High folate-producing Lactococcus lactis
Through the strategy of metabolic engineering, high folate-producing Lactococcus lactis variants were constructed. In the first year, threefold increase in folate production was achieved by overexpression of the first genes in folate biosynthesis, folKE. Also, reduced folate production was achieved by overexpression of another gene, folA. In the third year, much higher (200-fold) folate production was achieved by overexpression of all folate genes, except folA. This high folate production (10 - 15mg/L) only occurred in growth medium containing para-aminobenzoic acid, a precursor for folate.
Another goal of the metabolic engineering strategy was to control bioavailability of the produced folate. By cloning of the human (and rat) folate deconjugase gene in L.lactis, the polyglutamyl-taillength of the produced folate was reduced, leading to more efficient excretion of the folate in the growth medium. By overexpression of the folC gene in L. lactis, coding for polyglutamyl folate synthetase, the produced folate was had much longer polyglutamyl tails and the folate was no longer excreted into the medium.
The gene vectors that were used to achieve high folate production in L. lactis, were also transfered to other lactic acid bacteria. In this way, the non-folate producer Lactobacillus gasseri, was transformed into a folate-producer.
An additional scientific result of the metabolic engineering was the discovery of a new gene involved in folate biosynthesis, folQ.
Finally, a transcriptome analysis was performed on the folate-overproducing Lactococcus lactis. This provided some leads for future metabolic engineering strategies.

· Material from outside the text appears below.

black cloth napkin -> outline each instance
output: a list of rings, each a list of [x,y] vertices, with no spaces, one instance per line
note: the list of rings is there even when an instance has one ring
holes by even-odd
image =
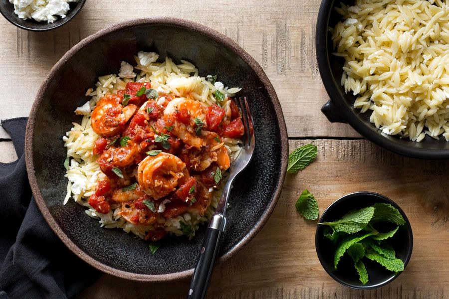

These results have been described in thirteen scientific publication, three contributions (chapters) to text books, one PhD Thesis (Wilbert Sybesma) and several popular publications and have been presented at a large number of international scientific meetings.
The high-folate-producing Lactococcus lactis strains are not (yet) commercialised, for the obvious reason that they are GMO's. However, since we are dealing with homologous recombination in almost all results, these strains do not need to labeled as GMO's in some non-European countries such as the USA, and could reach these markets in the near future. For this reason, it was checked, in thefinal year of the project, if these high-folate-producers are an effective source of folate. In animal trials using rats fed on a folate-depleted diet, it was convincingly shown that the bacterial folate is a good, and bioavailable, source of folate.
As to other implementation of the results, the metabolic engineering strategy has clearly indicated how high folate production can be achieved. It also presented some possibilities to increase folate by changes in the medium composition (para-aminobenzoic acid!) or by controlled fermentation (slow growth leads to high folate!)